List of unique identifiers of data records in the subset.

__service Service

Connected backend service

__my_annotation_list list

Local cache of the record and annotation view of the subset owned by service.annotator_id. with all possible metadata.

__init__(service, data_uuids=[], job_id=None)

Init function

Parameters:

Name Type Description Default
service Service

Service-class object identifying the connected backend service and corresponding data storage

required
data_uuids list

List of data uuid's to be included in the subset

[]

get_uuid_list()

Get list of unique identifiers for all records in the subset.

Returns:

Name Type Description
__data_uuids list

List of data uuids included in Subset

value(annotator_list: list = None)

Check for cached data and annotations of service owner, or retrieve for other annotators (not cached).

Parameters:

Name Type Description Default
annotator_list list

if None, retrieve cached own annotator. else, fetch live annotation from others.

None

Returns:

Name Type Description
subset_annotation_list list

See __get_annotation_list for description and example.

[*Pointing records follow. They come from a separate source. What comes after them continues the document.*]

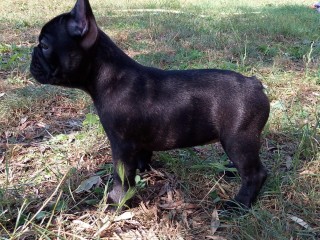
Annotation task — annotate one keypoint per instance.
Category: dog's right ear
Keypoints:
(83, 24)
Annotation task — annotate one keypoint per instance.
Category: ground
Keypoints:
(55, 161)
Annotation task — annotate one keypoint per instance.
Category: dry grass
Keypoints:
(51, 141)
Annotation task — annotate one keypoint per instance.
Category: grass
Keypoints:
(51, 140)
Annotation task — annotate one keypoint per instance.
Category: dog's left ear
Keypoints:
(83, 24)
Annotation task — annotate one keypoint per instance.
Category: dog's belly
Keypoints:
(167, 139)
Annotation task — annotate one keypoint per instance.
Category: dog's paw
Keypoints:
(232, 208)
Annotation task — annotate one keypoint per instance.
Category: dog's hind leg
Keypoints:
(144, 160)
(243, 151)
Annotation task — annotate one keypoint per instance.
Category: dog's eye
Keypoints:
(43, 46)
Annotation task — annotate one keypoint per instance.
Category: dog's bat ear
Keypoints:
(83, 24)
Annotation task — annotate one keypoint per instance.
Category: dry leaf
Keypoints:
(124, 216)
(300, 222)
(87, 184)
(82, 225)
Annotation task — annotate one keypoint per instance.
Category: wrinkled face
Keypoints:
(58, 59)
(62, 55)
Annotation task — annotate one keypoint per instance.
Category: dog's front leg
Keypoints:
(126, 159)
(124, 171)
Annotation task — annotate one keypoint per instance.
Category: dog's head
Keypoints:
(63, 53)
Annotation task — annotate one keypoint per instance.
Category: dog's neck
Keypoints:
(108, 65)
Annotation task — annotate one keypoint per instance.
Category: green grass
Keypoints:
(51, 140)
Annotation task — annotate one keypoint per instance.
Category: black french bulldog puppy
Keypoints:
(144, 109)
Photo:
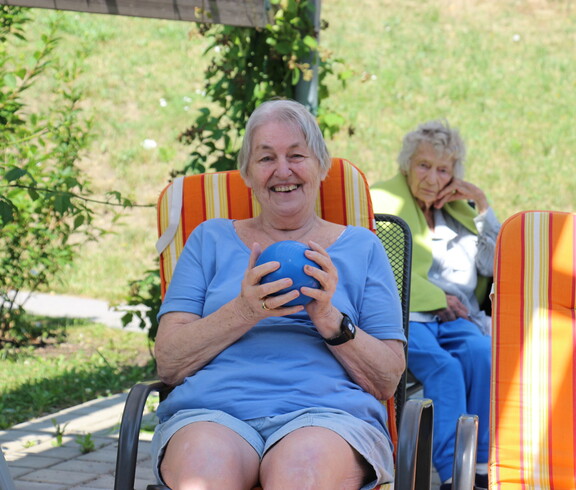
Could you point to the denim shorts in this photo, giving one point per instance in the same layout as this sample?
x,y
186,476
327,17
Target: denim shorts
x,y
262,433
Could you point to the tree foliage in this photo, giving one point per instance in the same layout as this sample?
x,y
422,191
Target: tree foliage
x,y
248,66
43,219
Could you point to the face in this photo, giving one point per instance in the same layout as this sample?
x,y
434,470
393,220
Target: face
x,y
282,171
429,172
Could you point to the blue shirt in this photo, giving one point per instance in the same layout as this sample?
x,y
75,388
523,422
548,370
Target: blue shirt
x,y
281,364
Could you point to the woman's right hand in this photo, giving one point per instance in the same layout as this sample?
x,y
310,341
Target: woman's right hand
x,y
255,301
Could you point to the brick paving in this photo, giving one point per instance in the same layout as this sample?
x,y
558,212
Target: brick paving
x,y
35,462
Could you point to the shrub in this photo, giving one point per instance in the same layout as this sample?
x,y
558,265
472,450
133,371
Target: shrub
x,y
248,66
41,222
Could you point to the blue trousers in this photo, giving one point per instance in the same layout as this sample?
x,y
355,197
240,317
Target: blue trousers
x,y
452,360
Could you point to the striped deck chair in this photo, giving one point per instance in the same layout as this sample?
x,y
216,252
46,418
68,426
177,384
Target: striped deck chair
x,y
533,396
188,201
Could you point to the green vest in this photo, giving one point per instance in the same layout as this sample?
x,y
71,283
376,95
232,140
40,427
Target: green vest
x,y
394,197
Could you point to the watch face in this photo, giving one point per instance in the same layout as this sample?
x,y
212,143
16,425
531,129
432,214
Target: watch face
x,y
347,332
348,326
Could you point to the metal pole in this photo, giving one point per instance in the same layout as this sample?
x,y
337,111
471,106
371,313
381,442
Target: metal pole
x,y
306,92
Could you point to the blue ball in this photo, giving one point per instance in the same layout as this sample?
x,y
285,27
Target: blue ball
x,y
292,260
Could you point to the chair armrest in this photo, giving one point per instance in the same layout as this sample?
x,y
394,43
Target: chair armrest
x,y
464,469
414,458
129,433
6,482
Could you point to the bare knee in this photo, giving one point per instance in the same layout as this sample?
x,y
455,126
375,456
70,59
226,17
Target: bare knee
x,y
206,455
313,458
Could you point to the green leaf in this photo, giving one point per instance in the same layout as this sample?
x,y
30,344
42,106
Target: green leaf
x,y
14,174
6,213
61,203
310,42
10,80
78,221
33,194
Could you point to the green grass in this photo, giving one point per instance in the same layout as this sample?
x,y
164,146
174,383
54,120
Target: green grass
x,y
502,71
78,362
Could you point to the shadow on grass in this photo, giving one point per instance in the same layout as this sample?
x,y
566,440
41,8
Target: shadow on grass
x,y
62,375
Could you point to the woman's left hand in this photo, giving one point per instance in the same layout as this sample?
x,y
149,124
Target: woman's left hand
x,y
322,312
459,189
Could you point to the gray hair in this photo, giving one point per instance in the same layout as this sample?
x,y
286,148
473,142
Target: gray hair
x,y
440,135
291,112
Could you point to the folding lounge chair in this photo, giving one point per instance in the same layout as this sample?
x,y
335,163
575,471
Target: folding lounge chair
x,y
533,391
344,199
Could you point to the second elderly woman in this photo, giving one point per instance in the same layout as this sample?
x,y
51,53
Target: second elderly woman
x,y
449,349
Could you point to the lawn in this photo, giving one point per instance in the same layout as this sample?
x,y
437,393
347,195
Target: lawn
x,y
502,72
72,363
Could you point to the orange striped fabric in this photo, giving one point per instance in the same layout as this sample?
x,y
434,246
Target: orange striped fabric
x,y
533,397
344,198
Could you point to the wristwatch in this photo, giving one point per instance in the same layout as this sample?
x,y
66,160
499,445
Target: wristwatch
x,y
347,332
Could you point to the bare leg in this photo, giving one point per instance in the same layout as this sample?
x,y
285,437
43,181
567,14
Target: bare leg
x,y
313,458
206,455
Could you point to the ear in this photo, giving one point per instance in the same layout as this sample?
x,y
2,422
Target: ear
x,y
247,180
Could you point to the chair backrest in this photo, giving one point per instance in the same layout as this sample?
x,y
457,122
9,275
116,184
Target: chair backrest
x,y
395,235
533,392
344,198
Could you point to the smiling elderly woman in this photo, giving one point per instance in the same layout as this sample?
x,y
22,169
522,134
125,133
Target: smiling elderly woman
x,y
284,396
448,347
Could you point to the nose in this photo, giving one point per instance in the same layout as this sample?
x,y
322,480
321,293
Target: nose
x,y
283,168
432,177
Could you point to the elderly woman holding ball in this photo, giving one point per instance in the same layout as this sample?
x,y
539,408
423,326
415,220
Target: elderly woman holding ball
x,y
266,393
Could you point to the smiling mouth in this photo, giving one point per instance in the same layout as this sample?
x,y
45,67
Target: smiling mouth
x,y
284,188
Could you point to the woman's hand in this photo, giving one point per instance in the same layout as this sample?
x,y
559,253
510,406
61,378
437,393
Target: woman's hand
x,y
254,301
459,189
455,309
322,312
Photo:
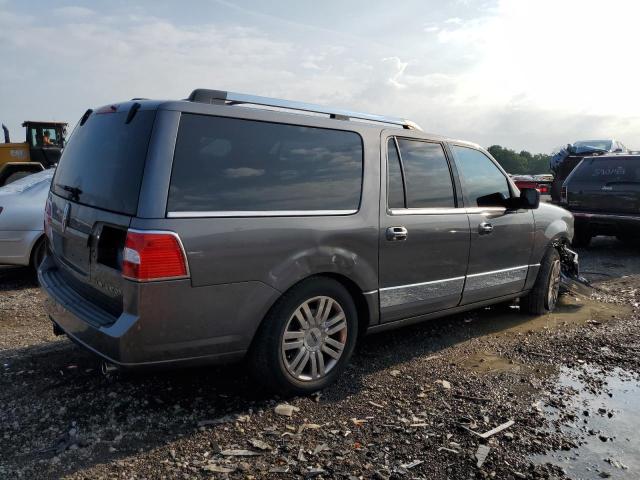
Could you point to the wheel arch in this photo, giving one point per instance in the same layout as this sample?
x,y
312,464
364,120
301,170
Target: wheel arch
x,y
366,305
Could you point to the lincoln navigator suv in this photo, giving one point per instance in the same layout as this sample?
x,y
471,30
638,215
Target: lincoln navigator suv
x,y
230,226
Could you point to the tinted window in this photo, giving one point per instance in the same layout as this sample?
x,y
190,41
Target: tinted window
x,y
225,164
479,175
427,176
603,171
395,196
104,160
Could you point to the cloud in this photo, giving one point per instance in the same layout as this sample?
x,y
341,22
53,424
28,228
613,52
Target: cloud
x,y
243,172
73,12
525,74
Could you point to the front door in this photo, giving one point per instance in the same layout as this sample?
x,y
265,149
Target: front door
x,y
424,231
501,239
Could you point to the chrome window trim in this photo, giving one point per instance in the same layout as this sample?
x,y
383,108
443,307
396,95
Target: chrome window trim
x,y
259,213
445,211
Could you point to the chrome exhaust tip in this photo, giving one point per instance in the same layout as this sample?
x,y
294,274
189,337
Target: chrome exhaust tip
x,y
107,368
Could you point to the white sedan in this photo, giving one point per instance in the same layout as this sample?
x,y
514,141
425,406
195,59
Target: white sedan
x,y
22,240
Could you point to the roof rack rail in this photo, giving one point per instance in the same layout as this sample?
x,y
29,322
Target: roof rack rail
x,y
203,95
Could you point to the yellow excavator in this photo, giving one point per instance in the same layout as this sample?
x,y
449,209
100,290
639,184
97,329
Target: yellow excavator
x,y
41,149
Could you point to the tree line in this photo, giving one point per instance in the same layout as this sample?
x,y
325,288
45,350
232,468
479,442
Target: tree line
x,y
520,163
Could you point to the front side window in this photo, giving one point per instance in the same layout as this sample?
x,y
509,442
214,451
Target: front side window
x,y
480,177
426,172
228,164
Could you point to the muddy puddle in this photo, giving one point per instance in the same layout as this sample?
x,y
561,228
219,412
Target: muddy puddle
x,y
572,309
601,412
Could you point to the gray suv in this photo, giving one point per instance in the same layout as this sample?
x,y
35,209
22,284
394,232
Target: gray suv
x,y
228,226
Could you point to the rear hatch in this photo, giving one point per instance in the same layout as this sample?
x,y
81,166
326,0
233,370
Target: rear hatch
x,y
606,184
94,195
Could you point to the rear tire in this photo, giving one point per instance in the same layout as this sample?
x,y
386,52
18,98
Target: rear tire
x,y
307,338
581,238
543,297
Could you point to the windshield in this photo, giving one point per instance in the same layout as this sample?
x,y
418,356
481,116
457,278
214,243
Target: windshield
x,y
103,162
608,170
586,145
27,182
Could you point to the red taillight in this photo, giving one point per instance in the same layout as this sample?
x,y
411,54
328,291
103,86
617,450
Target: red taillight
x,y
47,219
153,255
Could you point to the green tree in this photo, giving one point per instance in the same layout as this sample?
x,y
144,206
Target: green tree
x,y
520,163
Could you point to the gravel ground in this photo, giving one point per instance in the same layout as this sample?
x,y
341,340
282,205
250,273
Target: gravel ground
x,y
412,404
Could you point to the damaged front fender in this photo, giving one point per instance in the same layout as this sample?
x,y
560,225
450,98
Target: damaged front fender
x,y
570,278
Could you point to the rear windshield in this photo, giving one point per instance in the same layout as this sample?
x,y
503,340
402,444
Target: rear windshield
x,y
103,163
603,171
233,165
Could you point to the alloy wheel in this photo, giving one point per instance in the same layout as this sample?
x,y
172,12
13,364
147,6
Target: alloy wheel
x,y
314,338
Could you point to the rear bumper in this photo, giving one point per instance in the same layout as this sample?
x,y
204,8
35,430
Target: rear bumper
x,y
606,223
163,322
16,245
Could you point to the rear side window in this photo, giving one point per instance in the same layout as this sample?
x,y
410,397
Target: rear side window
x,y
228,165
426,172
608,171
103,162
395,197
480,176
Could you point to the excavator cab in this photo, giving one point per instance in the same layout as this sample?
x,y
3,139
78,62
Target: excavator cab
x,y
41,149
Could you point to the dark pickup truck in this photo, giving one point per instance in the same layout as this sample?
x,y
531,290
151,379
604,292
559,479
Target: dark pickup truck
x,y
603,193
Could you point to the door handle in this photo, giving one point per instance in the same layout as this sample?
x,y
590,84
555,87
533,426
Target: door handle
x,y
397,234
485,228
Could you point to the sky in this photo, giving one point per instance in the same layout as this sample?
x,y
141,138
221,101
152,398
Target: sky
x,y
525,74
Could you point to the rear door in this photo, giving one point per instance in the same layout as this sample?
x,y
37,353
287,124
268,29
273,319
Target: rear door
x,y
501,239
424,231
606,184
94,195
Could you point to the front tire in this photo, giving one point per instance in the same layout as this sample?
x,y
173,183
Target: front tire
x,y
544,295
307,338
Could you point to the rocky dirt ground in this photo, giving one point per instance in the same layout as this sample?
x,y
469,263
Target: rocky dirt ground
x,y
413,404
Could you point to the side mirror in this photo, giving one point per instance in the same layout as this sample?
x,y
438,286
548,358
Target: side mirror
x,y
529,198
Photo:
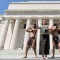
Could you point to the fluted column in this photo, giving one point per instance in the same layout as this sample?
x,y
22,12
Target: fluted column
x,y
26,33
38,34
9,35
14,36
4,33
50,24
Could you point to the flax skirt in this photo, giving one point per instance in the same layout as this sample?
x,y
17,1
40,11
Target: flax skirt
x,y
44,44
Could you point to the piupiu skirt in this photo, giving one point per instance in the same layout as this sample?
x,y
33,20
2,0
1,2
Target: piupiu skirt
x,y
44,45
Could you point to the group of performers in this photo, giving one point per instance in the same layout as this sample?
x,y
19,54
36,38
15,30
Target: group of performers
x,y
44,42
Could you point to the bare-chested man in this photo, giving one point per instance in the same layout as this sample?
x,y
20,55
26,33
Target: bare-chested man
x,y
56,41
32,41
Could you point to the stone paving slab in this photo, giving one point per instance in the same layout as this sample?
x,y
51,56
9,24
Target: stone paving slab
x,y
30,57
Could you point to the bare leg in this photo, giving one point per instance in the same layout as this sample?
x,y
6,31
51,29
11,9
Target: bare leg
x,y
53,50
34,48
45,56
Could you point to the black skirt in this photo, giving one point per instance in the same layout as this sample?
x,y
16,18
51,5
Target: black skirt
x,y
44,45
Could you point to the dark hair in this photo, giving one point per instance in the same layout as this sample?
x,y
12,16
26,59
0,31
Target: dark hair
x,y
34,25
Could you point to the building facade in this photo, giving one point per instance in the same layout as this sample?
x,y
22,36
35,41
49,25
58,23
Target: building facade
x,y
19,16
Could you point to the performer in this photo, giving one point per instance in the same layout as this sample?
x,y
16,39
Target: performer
x,y
56,41
32,41
44,42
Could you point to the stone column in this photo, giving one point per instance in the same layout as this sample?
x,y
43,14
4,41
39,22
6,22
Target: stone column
x,y
14,36
4,33
26,33
38,34
50,24
9,35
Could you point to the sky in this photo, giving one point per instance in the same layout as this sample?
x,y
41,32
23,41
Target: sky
x,y
5,3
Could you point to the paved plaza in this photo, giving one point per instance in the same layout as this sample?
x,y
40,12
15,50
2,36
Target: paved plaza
x,y
31,57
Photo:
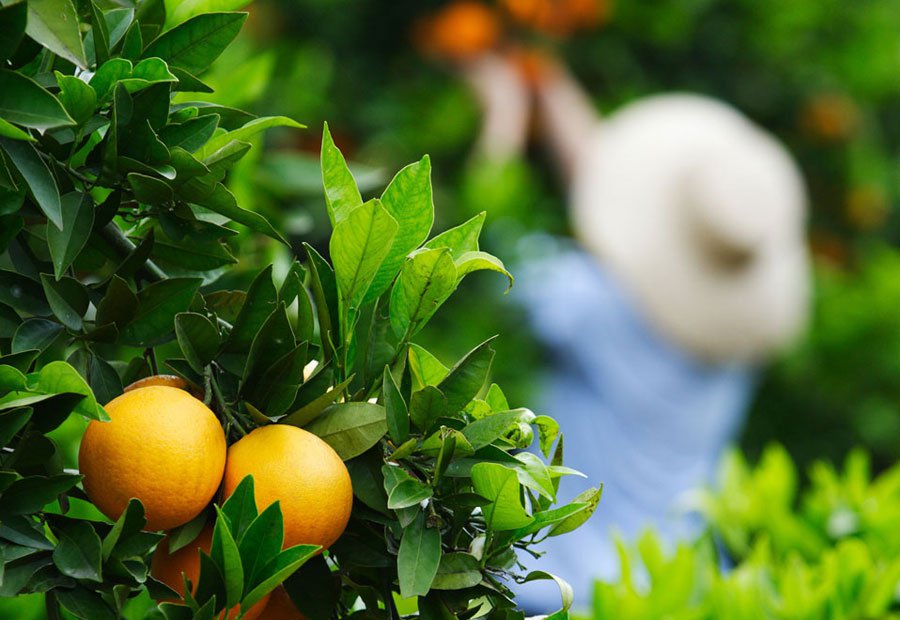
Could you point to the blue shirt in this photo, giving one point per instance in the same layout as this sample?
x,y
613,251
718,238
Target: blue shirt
x,y
638,415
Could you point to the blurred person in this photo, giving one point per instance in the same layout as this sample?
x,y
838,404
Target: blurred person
x,y
688,269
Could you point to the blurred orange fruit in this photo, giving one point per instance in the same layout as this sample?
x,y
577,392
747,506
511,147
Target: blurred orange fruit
x,y
281,607
171,568
557,17
162,446
301,471
461,30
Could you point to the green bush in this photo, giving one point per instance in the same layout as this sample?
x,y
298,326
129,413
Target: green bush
x,y
123,253
829,551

get_annotation_by_uuid(uuid)

Return the annotation for a particular data record (specified by uuid)

Parameters:

Name Type Description Default
uuid str

the uuid for the data record specified by user

required

Returns:

Name Type Description
annotation dict

Annotation for specified data record if it exists else None

show(config={})

Visualize the current subset in an in-notebook annotation widget.

Development note: initializing an Annotation widget, creating unique reference to the associated subset and service.

Parameters:

Name Type Description Default
config dict

Configuration for default view of the widget.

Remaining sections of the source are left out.